How has your personal site helped your career?
Mike Cina: I owe it all to personal sites. They have kept me sane and sharp. My personal work always comes first, if it can't, I take the time to make it happen after. My personal sites have gotten me attention from some awesome companies and I land a lot of clients from my personal work.
Eric Vardon: We couldn't have imagined that we would be receiving the accolades and offers that come in every day.
Tiffanie Chan: Won me an award at graduation, got me my first job and it got ripped off by a someone in a job interview at the same company I work for a year later (how dumb was she?), but I take that as a compliment.

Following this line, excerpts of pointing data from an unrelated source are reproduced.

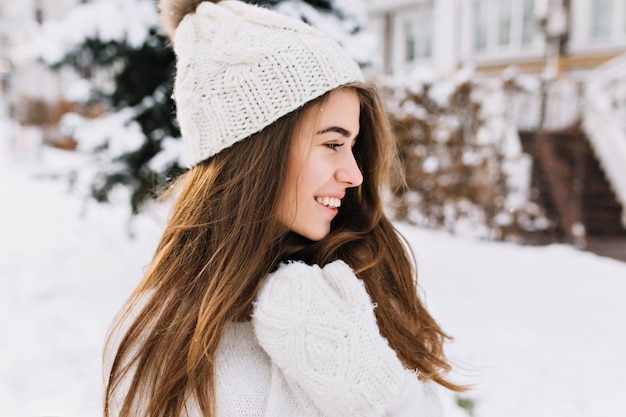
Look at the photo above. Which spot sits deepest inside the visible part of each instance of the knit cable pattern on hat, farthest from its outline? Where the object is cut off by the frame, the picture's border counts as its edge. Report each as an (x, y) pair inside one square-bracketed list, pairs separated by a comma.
[(241, 67), (318, 326)]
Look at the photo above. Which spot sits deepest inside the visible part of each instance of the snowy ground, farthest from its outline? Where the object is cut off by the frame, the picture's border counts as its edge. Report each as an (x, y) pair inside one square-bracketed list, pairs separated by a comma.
[(539, 332)]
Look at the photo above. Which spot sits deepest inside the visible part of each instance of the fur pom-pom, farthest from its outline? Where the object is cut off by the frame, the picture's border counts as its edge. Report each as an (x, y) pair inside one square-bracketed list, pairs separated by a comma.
[(173, 11)]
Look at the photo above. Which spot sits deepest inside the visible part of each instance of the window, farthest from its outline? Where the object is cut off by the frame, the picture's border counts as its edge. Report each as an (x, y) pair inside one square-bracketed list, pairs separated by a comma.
[(528, 22), (417, 36), (504, 23), (409, 41), (424, 38), (480, 25), (601, 19)]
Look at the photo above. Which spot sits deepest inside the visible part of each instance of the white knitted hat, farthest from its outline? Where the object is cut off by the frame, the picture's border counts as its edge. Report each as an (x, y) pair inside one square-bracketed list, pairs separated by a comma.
[(241, 67)]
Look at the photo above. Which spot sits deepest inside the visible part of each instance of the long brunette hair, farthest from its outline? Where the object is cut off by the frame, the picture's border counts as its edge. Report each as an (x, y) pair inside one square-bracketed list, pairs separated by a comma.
[(223, 238)]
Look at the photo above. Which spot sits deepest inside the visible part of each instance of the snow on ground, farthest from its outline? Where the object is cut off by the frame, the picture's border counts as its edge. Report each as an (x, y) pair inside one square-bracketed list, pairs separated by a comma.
[(538, 331)]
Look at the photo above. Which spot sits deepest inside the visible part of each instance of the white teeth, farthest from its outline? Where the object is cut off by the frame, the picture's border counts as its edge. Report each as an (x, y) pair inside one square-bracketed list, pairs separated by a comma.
[(332, 202)]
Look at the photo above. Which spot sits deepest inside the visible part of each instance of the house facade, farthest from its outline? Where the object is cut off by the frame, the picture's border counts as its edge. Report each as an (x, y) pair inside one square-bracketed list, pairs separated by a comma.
[(578, 144), (492, 34)]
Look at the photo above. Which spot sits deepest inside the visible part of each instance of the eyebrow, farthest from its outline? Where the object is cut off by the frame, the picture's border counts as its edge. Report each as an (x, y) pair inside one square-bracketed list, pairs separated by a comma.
[(337, 129)]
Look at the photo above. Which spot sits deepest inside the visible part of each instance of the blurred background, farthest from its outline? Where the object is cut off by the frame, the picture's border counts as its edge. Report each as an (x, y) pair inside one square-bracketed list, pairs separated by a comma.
[(510, 121)]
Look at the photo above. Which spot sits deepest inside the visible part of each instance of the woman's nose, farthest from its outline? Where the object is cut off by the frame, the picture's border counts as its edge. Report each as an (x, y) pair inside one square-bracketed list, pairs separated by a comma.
[(349, 172)]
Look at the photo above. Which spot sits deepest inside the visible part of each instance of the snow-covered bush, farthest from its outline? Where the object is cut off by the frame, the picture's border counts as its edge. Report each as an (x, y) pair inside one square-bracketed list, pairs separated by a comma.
[(462, 159)]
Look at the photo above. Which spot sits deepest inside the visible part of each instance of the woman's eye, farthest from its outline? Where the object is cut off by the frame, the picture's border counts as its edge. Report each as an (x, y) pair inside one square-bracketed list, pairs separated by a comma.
[(334, 145)]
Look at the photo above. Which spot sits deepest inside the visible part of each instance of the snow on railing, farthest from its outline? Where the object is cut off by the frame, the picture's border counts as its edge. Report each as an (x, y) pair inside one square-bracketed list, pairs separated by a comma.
[(602, 123)]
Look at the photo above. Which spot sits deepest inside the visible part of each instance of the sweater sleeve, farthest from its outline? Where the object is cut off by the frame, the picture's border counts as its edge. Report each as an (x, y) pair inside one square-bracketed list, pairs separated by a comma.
[(318, 326)]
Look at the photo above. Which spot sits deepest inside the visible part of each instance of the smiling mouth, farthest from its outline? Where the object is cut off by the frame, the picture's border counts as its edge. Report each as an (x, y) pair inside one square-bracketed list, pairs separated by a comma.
[(330, 202)]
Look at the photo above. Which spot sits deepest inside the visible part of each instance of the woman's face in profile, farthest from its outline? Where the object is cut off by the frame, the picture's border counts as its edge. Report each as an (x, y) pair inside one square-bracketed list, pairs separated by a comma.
[(321, 164)]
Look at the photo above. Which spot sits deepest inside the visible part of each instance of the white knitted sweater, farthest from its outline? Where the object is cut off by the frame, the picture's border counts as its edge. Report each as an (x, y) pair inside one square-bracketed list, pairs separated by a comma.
[(313, 349)]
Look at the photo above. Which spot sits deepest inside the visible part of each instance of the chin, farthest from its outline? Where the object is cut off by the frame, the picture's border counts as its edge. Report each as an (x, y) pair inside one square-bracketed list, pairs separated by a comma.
[(314, 235)]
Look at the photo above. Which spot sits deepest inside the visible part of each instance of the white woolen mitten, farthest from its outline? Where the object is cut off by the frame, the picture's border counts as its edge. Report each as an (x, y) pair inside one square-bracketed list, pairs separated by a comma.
[(318, 326)]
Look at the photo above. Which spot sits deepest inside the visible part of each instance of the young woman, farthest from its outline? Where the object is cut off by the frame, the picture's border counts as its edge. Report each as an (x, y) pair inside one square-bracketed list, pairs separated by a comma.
[(279, 287)]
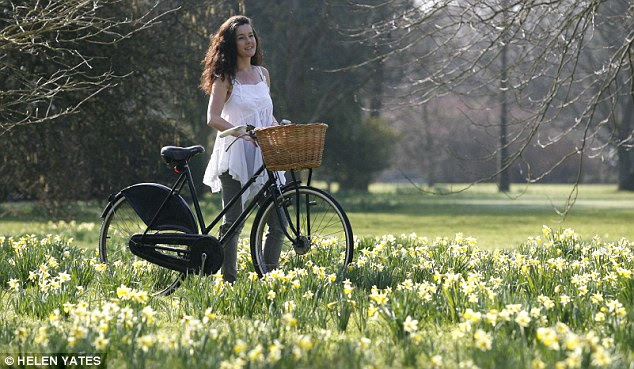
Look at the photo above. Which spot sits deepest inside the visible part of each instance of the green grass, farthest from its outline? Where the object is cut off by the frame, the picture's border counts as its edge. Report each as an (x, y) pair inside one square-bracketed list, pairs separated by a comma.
[(496, 220)]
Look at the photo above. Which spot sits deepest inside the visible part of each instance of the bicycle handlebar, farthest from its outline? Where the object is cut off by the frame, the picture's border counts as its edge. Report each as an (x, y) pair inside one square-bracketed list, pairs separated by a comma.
[(231, 131), (235, 129)]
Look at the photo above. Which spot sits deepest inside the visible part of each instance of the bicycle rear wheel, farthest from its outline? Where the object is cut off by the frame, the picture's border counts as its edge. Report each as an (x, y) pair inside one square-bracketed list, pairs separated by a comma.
[(323, 242), (120, 223)]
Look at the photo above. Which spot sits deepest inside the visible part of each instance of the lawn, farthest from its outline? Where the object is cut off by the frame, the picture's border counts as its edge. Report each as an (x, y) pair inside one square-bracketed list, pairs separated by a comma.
[(523, 296), (496, 220)]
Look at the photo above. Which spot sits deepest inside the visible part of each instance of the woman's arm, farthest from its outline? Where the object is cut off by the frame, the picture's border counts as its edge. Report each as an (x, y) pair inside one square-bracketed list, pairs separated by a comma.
[(218, 97), (217, 100), (268, 82)]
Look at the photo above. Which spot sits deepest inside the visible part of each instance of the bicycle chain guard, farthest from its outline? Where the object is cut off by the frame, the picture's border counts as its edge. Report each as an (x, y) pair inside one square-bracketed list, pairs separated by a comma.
[(204, 255)]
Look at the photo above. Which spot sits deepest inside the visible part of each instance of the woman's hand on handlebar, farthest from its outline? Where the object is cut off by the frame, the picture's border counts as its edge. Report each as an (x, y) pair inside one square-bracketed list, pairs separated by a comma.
[(247, 137)]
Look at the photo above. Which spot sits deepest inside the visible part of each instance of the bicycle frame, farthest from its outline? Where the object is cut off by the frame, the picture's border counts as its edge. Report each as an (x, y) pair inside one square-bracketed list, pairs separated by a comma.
[(270, 184)]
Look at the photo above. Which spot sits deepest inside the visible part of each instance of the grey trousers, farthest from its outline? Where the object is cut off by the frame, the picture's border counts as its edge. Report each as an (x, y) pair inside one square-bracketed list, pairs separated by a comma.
[(274, 237)]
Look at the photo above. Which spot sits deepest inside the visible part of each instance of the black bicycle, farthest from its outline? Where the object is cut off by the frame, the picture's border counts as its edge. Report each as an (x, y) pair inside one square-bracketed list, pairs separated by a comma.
[(151, 238)]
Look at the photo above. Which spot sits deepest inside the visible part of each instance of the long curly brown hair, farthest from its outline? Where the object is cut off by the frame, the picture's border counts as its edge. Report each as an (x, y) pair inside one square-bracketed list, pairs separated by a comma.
[(221, 60)]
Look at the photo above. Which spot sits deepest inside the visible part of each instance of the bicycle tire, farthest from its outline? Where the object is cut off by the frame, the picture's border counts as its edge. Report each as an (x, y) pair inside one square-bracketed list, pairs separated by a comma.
[(119, 224), (330, 241)]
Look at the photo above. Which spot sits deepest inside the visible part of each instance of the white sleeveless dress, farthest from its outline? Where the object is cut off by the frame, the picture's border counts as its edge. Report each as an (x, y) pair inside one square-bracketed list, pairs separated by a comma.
[(248, 104)]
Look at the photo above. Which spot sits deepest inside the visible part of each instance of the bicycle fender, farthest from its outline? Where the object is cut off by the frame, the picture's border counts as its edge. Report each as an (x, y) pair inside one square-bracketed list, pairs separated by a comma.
[(146, 199)]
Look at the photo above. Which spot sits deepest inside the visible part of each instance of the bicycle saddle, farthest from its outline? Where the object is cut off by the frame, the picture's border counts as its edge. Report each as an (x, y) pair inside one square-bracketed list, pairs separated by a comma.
[(175, 153)]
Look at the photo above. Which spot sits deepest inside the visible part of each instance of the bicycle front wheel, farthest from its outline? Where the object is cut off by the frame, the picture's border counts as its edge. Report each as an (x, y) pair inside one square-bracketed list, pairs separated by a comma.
[(120, 223), (321, 233)]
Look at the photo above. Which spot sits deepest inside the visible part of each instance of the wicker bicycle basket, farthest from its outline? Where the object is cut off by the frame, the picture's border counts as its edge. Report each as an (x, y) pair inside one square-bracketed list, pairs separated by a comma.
[(292, 146)]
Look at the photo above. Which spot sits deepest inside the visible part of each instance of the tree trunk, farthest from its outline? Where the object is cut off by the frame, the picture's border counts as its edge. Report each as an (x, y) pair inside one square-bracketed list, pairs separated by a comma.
[(504, 183), (625, 154)]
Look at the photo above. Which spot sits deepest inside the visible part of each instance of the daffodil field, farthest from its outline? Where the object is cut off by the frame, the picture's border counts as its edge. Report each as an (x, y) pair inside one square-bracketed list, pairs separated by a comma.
[(556, 301)]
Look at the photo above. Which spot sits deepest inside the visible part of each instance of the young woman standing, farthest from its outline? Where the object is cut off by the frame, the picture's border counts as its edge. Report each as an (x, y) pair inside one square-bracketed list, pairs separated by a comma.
[(239, 94)]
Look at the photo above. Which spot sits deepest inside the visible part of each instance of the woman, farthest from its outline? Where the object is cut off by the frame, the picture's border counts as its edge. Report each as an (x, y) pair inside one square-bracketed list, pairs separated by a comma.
[(239, 94)]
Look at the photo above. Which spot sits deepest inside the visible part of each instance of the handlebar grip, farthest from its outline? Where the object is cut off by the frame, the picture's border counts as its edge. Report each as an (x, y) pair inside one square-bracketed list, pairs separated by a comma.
[(230, 131)]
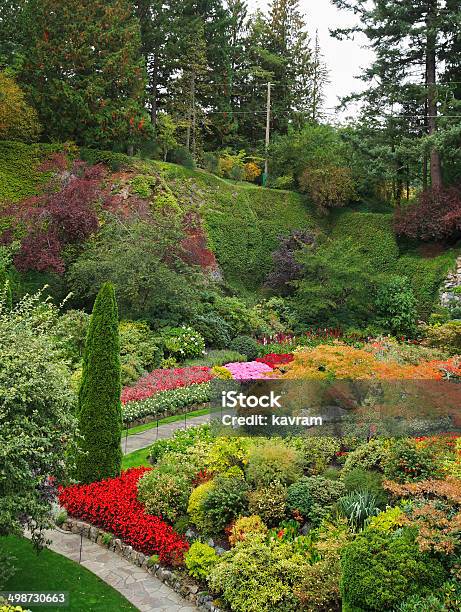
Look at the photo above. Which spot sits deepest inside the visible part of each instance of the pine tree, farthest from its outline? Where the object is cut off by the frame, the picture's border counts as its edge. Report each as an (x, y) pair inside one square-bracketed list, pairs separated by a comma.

Scott Wenner: I’ve been fortunate enough to make some good connections through it and all that typical blah blah blah that everyone always says. However, I think it’s been more important in an indirect manner as it’s given me a focal point and a newfound work ethic.
Eun-Ha Paek: 90% of my freelance work has been from people seeing my personal work and then being interested enough to go check out the work I've done for clients.
Karen Tannenbaum: I can't say the site has helped my career. But there is an underlying tone that as any type of professional artist you should have a site that exemplifies your work.
Hawken Bright-Roberts:: Not immensely as I've been a Web site designer since the mid nineties.
Prate
Prate is an experimental site maintained by Jemma Gura, who is currently a senior designer at Huge Inc. Its images tell a continually unfolding story about the mysterious Prate brand.
How important do you feel personal work is for a successful designer?
Mike Cina: I think it is the most important thing. Personal work helps develop a designer's use of visual language and helps figure out process. I know some talented people that turn off the computer after work, but it is hard for me to understand. I would guess 95% of the best designers around the globe do more personal work than client work.
Eric Vardon: That's where it all begins. It's like anyone that wants to further their career. You try everything you can to learn and promote yourself.
Mat Mejia: Very important. It's important to keep stimulated, vent from the corporate stuff that pays the bills.
Tiffanie Chan: Not as important as a lot of web designers make it out to be. A good designer should give a 100% to their work, corporate or non-corporate.
Hawken Bright-Roberts: Making something 100% for yourself is crucial to any designer's existence.
Scott Wenner: I think it's the MOST important thing you can do. It's really the only way to grow as a designer.
Eun-Ha Paek: If you don't get a chance to play or experiment very much at your job, then I think it's very important.